Bu tarih aralığında 232 kişiye işkence edildiği belgelendi. Kaçırılan 152 kişiden ise halen hiçbir haber alınamıyor. Serêkaniyêlilere ait bin 200 dükkân ve işyeri ile 5 bin 500 eve el konuldu.
Demografi değiştirildi
Türkiye’nin saldırısıyla birlikte şehrin yerli nüfusunun yüzde 85-88’i göç etmek zorunda kaldı. Toplam 140 köyü olan Serekaniyê’nin çoğunluğu Kürt köyü olan 55 köyü tamamen boşaltıldı. Bu köylerden Xirbet Cumo, Dawudiyê, Eyn Îsa köylerinin yüzde 80-90’a yakını yıkıldı ve Türk devletine ait karargahlar yapıldı. Ayrıca paramilter “Milli Ordu” grubu, Êzidî köylerinde “hazine arama” gerekçesiyle Êzidîlerin mezarlarını açtı ve ölüleri mezarlarından çıkardı.
IŞİD’ yeniden döndü
Girê Spî’yi işgal altında tutan, Serêkaniyê ve köyleri ile Hesekê’ye saldırılar geliştiren IŞİD’e karşı Şehit Rubar Qamişlo Hamlesi, Til Mecdel köyü ve Serêkaniyê’den başlatıldı. Hamle kapsamında Mebrûka, Silûk ve Girê Spî, IŞİD’ten özgürleştirilerek Cizîrê ile Kobanê kantonları birleştirildi. O süreçte Serêkaniyê’ye bağlı Mebrûka, bir merkez karargâh rolündeydi ve Türkiye’den destek alıyordu. YPG-YPJ, IŞİD’in bu karargahını çökertti. Serêkaniyê’nin ABD ile Türkiye arasındaki “Güvenli Bölge” anlaşması ardından Türk devleti tarafından IŞİD yeniden şehre sokuldu. Serêkaniyê, IŞİD’in yeniden örgütlendiği merkezlerden biri haline getirildi.

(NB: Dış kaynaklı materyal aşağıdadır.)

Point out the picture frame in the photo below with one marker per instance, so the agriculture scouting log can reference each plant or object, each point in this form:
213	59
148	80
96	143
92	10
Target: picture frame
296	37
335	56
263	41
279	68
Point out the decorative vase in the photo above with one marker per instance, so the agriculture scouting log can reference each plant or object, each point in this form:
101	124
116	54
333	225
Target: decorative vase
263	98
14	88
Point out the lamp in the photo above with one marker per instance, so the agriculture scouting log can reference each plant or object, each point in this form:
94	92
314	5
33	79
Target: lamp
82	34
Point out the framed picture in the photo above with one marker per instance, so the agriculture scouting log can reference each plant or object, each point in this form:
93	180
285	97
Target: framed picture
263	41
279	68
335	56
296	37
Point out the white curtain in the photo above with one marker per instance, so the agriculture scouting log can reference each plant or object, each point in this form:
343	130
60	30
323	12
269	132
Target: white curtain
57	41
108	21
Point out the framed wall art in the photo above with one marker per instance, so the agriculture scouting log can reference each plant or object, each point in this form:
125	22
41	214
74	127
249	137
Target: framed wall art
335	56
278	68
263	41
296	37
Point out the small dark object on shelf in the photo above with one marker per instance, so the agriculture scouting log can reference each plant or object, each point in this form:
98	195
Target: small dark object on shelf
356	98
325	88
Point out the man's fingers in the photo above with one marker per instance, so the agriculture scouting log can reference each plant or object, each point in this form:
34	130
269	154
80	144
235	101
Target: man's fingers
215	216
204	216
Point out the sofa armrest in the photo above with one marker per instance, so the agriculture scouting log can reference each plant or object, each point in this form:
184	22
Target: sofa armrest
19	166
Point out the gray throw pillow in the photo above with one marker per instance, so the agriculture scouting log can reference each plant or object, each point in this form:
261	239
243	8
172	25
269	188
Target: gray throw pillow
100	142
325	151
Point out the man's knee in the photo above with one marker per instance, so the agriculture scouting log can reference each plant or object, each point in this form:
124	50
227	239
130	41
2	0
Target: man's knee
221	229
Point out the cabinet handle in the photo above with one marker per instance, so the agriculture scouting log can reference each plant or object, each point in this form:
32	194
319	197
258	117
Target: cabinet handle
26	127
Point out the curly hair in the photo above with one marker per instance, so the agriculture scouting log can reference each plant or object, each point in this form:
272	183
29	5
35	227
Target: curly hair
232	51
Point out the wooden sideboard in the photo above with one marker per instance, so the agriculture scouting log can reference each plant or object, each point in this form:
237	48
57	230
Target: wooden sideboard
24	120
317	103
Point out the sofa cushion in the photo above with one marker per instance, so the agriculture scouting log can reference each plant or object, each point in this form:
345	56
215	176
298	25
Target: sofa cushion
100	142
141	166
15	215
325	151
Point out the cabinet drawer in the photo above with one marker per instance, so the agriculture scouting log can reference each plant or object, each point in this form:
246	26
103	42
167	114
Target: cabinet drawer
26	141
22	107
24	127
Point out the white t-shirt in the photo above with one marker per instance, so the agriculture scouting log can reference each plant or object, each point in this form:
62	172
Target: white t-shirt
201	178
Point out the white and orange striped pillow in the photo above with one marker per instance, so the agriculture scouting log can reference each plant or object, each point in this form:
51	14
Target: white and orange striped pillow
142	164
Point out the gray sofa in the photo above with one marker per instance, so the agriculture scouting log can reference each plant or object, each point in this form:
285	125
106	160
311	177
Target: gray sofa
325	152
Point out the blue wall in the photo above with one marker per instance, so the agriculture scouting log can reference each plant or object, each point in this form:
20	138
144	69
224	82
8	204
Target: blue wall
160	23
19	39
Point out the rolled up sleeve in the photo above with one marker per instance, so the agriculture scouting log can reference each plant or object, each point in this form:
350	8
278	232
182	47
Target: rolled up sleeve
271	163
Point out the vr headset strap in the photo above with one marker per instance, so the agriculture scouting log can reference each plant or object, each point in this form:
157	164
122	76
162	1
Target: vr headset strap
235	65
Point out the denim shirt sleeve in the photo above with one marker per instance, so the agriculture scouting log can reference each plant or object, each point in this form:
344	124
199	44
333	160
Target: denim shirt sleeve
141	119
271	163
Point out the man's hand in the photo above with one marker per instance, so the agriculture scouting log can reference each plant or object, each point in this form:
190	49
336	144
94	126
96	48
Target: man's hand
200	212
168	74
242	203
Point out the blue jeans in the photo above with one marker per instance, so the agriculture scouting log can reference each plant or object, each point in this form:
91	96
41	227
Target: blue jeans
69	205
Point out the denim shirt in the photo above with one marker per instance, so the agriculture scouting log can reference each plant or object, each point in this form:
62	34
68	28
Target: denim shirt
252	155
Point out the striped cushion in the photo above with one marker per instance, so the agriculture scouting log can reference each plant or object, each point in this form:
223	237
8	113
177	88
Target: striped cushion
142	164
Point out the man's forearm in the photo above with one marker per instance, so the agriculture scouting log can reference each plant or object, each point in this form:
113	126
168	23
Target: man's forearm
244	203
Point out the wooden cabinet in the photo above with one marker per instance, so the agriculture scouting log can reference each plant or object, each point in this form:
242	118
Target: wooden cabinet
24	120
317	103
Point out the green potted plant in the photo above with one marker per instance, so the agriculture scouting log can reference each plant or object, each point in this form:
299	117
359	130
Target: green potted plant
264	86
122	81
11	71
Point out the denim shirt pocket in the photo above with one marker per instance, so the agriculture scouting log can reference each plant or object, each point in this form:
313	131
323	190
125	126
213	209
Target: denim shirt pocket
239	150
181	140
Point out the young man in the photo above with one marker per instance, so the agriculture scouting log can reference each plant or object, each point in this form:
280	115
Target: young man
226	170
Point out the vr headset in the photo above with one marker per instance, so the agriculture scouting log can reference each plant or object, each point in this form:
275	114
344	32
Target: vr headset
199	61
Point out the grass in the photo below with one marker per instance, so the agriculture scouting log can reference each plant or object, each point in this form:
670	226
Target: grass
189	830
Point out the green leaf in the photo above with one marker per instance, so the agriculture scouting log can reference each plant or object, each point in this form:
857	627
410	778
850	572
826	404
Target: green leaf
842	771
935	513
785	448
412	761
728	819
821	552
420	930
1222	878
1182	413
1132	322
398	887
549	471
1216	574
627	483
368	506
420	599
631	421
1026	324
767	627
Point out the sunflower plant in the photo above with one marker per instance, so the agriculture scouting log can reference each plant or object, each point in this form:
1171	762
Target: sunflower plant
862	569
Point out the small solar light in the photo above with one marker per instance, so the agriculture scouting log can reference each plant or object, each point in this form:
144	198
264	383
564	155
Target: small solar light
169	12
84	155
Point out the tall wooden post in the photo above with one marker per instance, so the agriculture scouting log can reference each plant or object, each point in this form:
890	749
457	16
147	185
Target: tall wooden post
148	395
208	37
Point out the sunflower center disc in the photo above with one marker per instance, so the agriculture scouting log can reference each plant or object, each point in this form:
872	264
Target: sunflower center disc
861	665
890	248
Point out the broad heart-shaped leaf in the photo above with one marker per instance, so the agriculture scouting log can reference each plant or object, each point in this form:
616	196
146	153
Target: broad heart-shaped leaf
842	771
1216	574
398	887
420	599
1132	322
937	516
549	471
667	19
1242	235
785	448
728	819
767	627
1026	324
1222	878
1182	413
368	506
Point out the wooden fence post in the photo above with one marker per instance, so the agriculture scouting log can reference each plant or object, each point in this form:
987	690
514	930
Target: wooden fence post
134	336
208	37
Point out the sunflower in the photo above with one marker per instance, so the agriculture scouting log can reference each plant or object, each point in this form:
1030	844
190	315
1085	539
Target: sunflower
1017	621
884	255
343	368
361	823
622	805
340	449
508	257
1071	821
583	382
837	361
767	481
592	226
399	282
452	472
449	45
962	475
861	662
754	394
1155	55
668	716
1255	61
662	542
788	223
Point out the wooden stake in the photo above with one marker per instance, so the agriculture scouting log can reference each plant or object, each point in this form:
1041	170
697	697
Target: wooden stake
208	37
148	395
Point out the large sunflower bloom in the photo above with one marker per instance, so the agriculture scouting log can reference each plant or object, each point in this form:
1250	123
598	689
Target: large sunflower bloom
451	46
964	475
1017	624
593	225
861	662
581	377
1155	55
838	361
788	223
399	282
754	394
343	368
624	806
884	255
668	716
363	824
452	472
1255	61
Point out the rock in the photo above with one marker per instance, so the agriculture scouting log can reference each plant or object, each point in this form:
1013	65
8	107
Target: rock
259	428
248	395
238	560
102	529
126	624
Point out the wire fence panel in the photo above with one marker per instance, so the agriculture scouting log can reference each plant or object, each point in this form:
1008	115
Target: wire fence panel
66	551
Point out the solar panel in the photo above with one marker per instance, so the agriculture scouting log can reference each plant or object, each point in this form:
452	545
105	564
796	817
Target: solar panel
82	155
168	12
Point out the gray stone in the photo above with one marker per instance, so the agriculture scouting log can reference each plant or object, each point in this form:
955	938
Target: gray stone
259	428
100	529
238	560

Cizîrê İnsan Hakları Derneği ve Serêkaniyê Göç Komitesi’nin verdiği bilgilere göre; Serêkaniyê saldırısından bu yana dışarıdan en az 2 bin çete elemanının ailesi yerleştirilirken, bunlardan 55’inin IŞİD’lilerin aileleri ve çocuğunun Iraklı olduğu tespit edildi. Yine Serêkaniyê’de yerleştirilen Sultan Murat Tümeni, Hamza Tugayları, Ahrar El Şarqiye paramiliter grupları içerisinde çok sayıda eski IŞİD’li yer alıyor.
IŞİD bayrağı açıldı
Serêkaniyê’nin, IŞİD’in yeniden örgütlendiği alanlardan birine dönüştürüldüğünü tüm dünyaya gösteren en somut olay, 25 Ekim 2020’de yaşandı. Erdoğan’ın tahrikleri üzerine, Fransa Cumhurbaşkanı Emmanuel Macron’u protesto etmek için Serêkaniyê’nin Cöze Meydanı’nda bir araya gelen silahlı gruplar, Fransa aleyhine sloganlar atarak, Fransız bayrağını yaktı. Bu gösterilerde IŞİD’in bayrakları açılarak sloganlar atıldı. Urfa Valiliği bile IŞİD bayrağının açıldığını doğruladı.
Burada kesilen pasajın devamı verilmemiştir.